20坪というと、66平米ほどの広さです。 都内や狭小地におけるコンパクトサイズの戸建ては、このくらいの広さが多いでしょう。


・木造

20坪程度の広さの木造住宅の解体費用は、おおよそ90万円前後が相場となります。


・鉄骨造

20坪程度の広さの鉄骨造の住宅であれば、おおよそ120万円から140万円程度で解体可能です。建材として使われている鉄骨によって費用は変わります。軽量鉄骨だと、120万程度で、重量鉄骨だと140万円程度となります。


・RC造(鉄筋コンクリート)

20坪程度の広さのRC造(鉄筋コンクリート)の住宅の解体費用は、120万円から160万円程度です。


30坪

30坪は、100平米近い広さです。

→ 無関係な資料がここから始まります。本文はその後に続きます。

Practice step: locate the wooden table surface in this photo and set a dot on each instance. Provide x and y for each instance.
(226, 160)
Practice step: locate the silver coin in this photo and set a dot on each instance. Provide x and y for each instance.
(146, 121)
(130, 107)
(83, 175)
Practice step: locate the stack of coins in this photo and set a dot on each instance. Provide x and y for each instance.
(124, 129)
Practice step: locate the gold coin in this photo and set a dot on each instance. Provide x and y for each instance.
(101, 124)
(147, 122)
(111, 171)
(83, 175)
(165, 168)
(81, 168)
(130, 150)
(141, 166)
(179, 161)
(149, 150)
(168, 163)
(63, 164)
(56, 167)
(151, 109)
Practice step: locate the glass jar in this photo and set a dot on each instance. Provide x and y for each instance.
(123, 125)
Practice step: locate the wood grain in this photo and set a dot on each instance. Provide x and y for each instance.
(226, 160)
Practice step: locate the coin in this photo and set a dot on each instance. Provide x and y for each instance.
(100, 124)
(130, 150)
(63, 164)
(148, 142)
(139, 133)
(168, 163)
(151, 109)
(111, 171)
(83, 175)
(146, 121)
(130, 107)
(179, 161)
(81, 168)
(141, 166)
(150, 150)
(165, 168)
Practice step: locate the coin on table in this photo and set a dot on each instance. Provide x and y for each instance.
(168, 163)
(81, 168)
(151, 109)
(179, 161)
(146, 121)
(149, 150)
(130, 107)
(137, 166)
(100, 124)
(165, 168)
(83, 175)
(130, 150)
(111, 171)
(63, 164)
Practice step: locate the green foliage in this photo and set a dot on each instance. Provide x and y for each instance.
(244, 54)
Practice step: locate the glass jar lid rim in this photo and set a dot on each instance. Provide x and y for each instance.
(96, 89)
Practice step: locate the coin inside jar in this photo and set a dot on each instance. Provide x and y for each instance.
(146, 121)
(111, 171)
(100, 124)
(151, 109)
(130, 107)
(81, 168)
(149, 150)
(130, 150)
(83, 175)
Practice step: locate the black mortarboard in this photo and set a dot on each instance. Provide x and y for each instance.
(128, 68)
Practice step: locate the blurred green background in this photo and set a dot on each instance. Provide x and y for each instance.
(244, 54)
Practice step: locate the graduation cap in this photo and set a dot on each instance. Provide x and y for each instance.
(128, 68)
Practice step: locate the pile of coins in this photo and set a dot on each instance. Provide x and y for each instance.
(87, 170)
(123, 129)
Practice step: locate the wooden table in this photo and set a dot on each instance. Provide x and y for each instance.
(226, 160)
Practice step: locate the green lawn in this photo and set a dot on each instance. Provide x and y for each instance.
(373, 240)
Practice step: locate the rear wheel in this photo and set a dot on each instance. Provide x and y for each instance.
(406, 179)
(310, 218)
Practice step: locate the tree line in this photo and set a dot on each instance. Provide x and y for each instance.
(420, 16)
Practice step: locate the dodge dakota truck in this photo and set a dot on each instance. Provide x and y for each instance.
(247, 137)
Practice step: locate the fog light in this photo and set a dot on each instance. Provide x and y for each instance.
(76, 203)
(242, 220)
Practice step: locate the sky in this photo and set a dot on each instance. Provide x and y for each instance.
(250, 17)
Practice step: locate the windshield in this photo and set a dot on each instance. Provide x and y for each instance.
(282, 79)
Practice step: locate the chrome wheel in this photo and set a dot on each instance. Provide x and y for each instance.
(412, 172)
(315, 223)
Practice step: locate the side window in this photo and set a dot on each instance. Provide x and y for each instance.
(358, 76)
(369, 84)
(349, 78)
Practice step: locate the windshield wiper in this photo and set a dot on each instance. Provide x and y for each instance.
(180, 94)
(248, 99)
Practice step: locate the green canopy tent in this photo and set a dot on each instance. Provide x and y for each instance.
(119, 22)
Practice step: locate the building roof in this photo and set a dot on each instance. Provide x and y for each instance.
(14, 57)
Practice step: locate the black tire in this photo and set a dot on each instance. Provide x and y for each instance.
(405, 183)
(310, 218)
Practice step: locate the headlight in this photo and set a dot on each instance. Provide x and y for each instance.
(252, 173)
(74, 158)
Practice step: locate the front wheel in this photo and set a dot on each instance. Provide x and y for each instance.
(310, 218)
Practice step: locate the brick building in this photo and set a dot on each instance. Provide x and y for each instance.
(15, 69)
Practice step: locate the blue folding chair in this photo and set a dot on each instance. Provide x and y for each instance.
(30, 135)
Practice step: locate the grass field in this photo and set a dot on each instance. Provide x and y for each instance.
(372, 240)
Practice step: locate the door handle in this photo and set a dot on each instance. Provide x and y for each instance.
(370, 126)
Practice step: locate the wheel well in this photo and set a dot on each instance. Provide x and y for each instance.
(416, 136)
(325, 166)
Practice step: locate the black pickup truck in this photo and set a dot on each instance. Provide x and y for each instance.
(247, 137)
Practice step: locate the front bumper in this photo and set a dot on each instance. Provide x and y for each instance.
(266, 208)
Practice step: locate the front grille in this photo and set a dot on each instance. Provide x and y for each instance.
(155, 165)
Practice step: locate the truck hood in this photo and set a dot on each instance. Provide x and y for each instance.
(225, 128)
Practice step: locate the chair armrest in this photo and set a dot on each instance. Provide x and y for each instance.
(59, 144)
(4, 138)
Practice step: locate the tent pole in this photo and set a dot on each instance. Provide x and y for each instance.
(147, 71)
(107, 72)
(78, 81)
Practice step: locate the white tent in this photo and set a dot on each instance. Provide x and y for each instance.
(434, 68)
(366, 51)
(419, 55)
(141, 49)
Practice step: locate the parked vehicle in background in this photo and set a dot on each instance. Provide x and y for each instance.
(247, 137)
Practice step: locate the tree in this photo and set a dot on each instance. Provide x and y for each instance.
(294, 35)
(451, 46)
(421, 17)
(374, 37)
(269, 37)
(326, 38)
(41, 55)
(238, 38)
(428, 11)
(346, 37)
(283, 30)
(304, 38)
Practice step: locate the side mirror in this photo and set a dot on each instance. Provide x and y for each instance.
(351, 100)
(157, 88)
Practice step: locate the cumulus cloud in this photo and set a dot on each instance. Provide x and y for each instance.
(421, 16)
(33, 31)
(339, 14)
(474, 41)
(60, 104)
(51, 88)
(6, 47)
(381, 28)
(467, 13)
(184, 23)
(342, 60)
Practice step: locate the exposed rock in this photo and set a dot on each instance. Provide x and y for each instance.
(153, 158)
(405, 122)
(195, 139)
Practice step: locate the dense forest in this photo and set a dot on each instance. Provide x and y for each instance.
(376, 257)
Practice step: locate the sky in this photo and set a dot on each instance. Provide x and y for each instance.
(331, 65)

イメージとしては3LDKから4LDKくらいの広さで、3〜4人家族が暮らせる広さといえます。


・木造

30坪程度の広さの木造住宅の解体費用は、120万円から150万円程度です。


・鉄骨造

30坪程度の広さの鉄骨造の住宅であれば、180万円から210万円程度で解体できます。使われている建材の鉄骨が軽量鉄骨なら安く、重量鉄骨なら高くなる傾向があります。


・RC造(鉄筋コンクリート)

30坪程度の広さのRC造(鉄筋コンクリート)の住宅の解体費用は、180万円から240万円程度です。


40坪

40坪といえば、130平米を超える広さがあります。大人4〜5人程度が住める大きめの戸建てをイメージするとよいでしょう。


・木造

40坪程度の広さの木造住宅であれば、おおよそ160万円から200万円程度が解体の相場です。


・鉄骨造

40坪程度の広さの鉄骨造は240万円から280万円程、解体費用がかかります。


・RC造(鉄筋コンクリート)

40坪程度の広さのRC造(鉄筋コンクリート)の住宅の解体費用は、240万円から320万円程度です。


50坪

50坪はおよそ165平米近い広さがあり、大人5〜6人が悠々と暮らせる、かなり大きめの一軒家です。


・木造

50坪程度の広さの木造住宅の場合、180万円から250万円程度が解体費用の相場となります。


・鉄骨造

50坪程度の広さの鉄骨造の場合は、200万円から300万円程度が相場です。


・RC造(鉄筋コンクリート)

50坪程度の広さのRC造(鉄筋コンクリート)の住宅の解体費用は500万円から800万円程度が相場です。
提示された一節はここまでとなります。